Early rheumatoid arthritis was diagnosed in 13 patients, rheumatoid arthritis in 4 patients, and 1 case was classified as undifferentiated arthritis. Scintigraphy showed inflammatory joint changes in 13 patients (72.2%). Scintigraphic abnormalities only in the skeletal phase were seen in 4 patients (22.2%), and the result was negative in 1 patient (5.6%).
Inflammatory joint disease was excluded in 21 patients.
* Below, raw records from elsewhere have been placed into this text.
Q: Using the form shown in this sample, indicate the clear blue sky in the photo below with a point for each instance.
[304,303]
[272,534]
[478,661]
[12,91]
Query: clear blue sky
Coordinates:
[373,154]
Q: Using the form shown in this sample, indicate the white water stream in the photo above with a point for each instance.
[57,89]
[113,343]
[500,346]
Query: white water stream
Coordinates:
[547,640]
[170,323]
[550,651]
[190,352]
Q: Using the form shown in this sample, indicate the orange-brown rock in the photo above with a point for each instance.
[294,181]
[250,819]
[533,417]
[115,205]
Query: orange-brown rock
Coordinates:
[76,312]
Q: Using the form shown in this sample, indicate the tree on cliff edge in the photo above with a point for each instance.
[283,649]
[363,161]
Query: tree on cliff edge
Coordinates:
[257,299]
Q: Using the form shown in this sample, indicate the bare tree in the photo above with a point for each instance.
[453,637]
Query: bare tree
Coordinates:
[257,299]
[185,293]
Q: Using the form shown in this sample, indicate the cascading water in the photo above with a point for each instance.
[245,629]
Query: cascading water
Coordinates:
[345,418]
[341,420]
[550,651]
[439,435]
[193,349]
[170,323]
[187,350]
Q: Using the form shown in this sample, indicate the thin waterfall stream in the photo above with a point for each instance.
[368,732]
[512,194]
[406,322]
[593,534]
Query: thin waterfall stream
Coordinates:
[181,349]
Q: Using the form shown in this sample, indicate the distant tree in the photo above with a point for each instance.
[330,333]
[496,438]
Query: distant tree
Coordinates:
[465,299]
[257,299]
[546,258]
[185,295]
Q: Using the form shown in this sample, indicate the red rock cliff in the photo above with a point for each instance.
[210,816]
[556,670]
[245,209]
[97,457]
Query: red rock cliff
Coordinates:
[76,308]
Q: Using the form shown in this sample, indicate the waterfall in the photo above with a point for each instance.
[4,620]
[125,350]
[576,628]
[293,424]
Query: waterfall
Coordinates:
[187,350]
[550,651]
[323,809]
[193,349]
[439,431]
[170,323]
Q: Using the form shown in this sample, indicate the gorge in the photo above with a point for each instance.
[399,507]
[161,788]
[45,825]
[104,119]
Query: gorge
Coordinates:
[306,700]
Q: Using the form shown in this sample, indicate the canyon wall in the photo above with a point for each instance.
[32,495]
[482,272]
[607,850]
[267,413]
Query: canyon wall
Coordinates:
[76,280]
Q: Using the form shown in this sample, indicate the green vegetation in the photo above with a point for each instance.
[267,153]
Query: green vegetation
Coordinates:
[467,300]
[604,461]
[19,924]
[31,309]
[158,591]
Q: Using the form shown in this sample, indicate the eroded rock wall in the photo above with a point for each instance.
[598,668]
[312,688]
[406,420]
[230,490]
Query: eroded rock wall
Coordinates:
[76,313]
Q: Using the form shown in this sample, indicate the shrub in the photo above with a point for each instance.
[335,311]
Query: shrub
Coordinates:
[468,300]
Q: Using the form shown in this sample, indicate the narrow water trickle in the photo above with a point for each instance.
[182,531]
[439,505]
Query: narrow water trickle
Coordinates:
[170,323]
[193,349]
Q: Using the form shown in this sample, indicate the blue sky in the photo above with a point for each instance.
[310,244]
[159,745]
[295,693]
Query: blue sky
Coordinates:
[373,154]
A diagnosis of osteoarthritis was established in 2 of them, whereas 19 patients were considered as having fibromyalgia. In this group 14 patients (66.6%) had no increased tracer uptake in scintigraphy, 6 patients (28.6%) had abnormalities only on delayed images and the scan of 1 patient (4.8%) showed scintigraphic features of inflammation.
In this study the sensitivity of three-phase bone scintigraphy for detection of arthritis was 72.2% (95% CI: 57.5–76.8), and the specificity was 95.2% (95% CI: 82.8–99.1). Positive dynamic bone scintigraphy indicated the presence of inflammatory joint disease (PPV 92.9% [95% CI: 74.2–98.7]). Negative scintigraphy was less reliable (NPV 80% [95% CI: 69.5–83.3]).
Three-phase bone scintigraphy may be useful in the diagnosis of rheumatoid arthritis.